How important is pricing when competing for clients? “It’s always an issue,” Bertrand said, “and it’s usually the most important issue in a relatively small, vanilla transaction. But as the size of the deal increases, the client is more interested in how well you can meet all of their specific needs. Take disaster recovery. Everyone asks whether a servicer has a disaster recovery plan, and when you say yes, they check it off their list. But there’s a big difference in quality. I was told by a Fortune 100 company that our plan was the best they’d ever seen. It’s got to be, because we control a huge share of our client’s money, and they can’t operate without it. In a disaster situation, each of our employees would be able to work from home. That may not seem like much, but it’s incredibly difficult, especially when you consider that we have 35-40 employees in Mexico and the rest in the U.S.”
After more than a quarter of a century collecting other people’s receivables, what advice would Bertrand give to a developer who wants to maximize portfolio performance and minimize defaults? “The most important factor,” he said, “is to exceed the consumers’ expectations. Happiness occurs when reality exceeds expectations. You have two golfers who each shoot an 86. The scratch golfer is depressed while the 36 handicapper is ecstatic. Deliver more than you promised rather than the other way around. A second key, of course, is credit scores. We know from overwhelming empirical evidence that portfolios with higher FICO scores perform the best. Finally, use professional collectors backed up by a sophisticated system.”
What does the future hold for Concord? “I think the timeshare industry is here to stay,” Bertrand said. “It’s about vacations, and I think vacations will always be with us. We’re diversifying into other lines of business, such as servicing energy conservation loans, but we expect timeshare to constitute the bulk of our volume. It’s an incredibly complex business, which is both a curse and a blessing. It’s a curse because every portfolio is different, and the software has to be capable of accommodating those differences. On the other hand, it’s a blessing because the complexity creates very high barriers to entry. During the past decade, we’ve seen a number of our smaller competitors exit the business because they couldn’t afford the investment in technology.”

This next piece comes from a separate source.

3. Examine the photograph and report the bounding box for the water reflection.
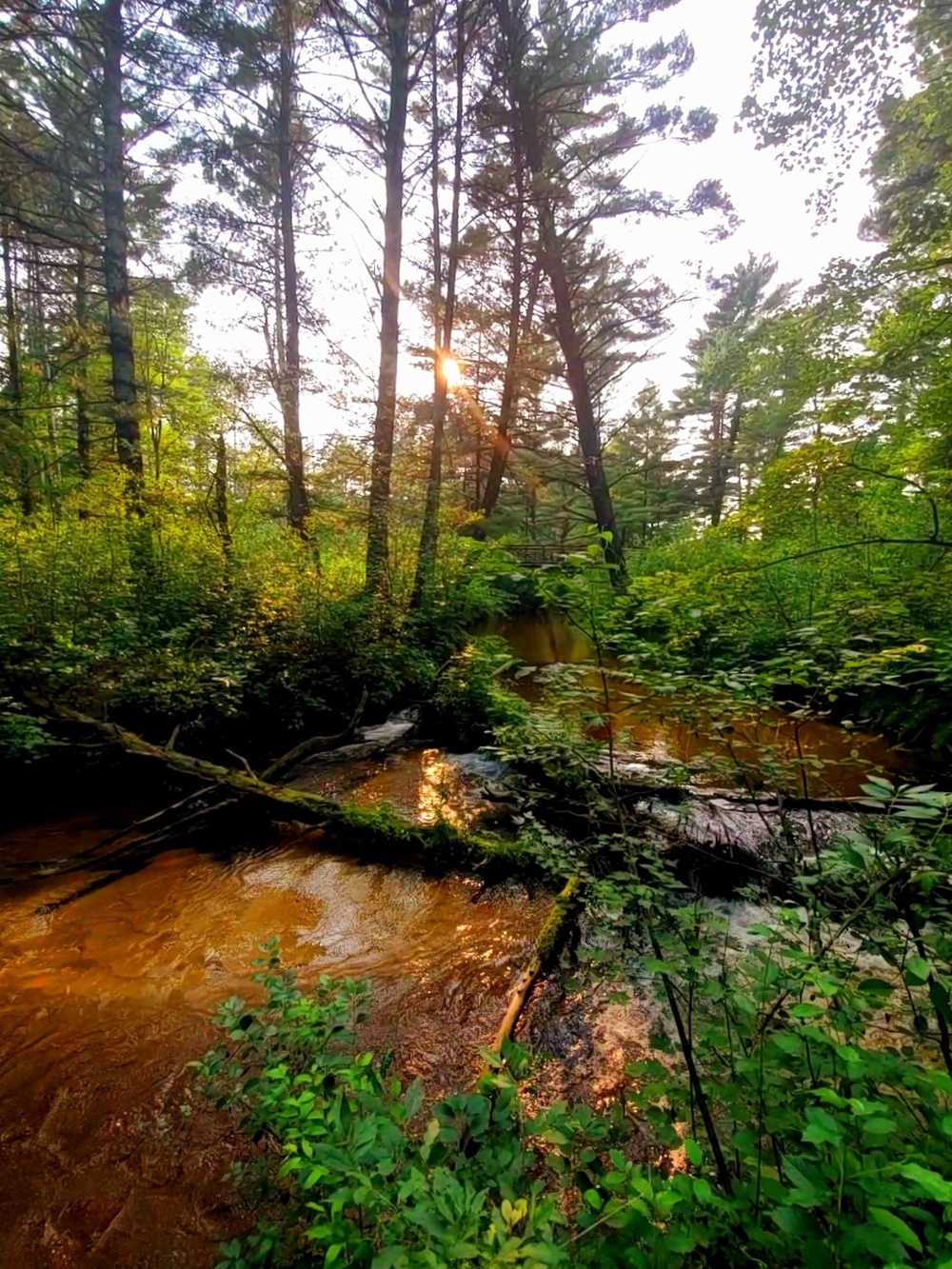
[483,612,913,797]
[0,812,547,1269]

Concord celebrated its 25th anniversary in 2013, a milestone Bertrand wasn’t sure he’d see when he was burning up the phone lines in late 1988 looking for anyone who could create the software he desperately needed. Nor did he foresee, when he was running Finalco, that a few months later he would own a timeshare servicing company.
“As fate would have it,” Bertrand said, “some of the very difficult and troubling things that happened to me along the way turned out to be blessings in disguise, just very well disguised at the time. The Dali Lama once said: ‘Remember that sometimes not getting what you want is a wonderful stroke of luck.’ Not remaining president of Finalco and being forced to develop our own software in 1988 were things I didn’t want at the time, but led to Concord being what it is today, which was indeed a great stroke of luck.”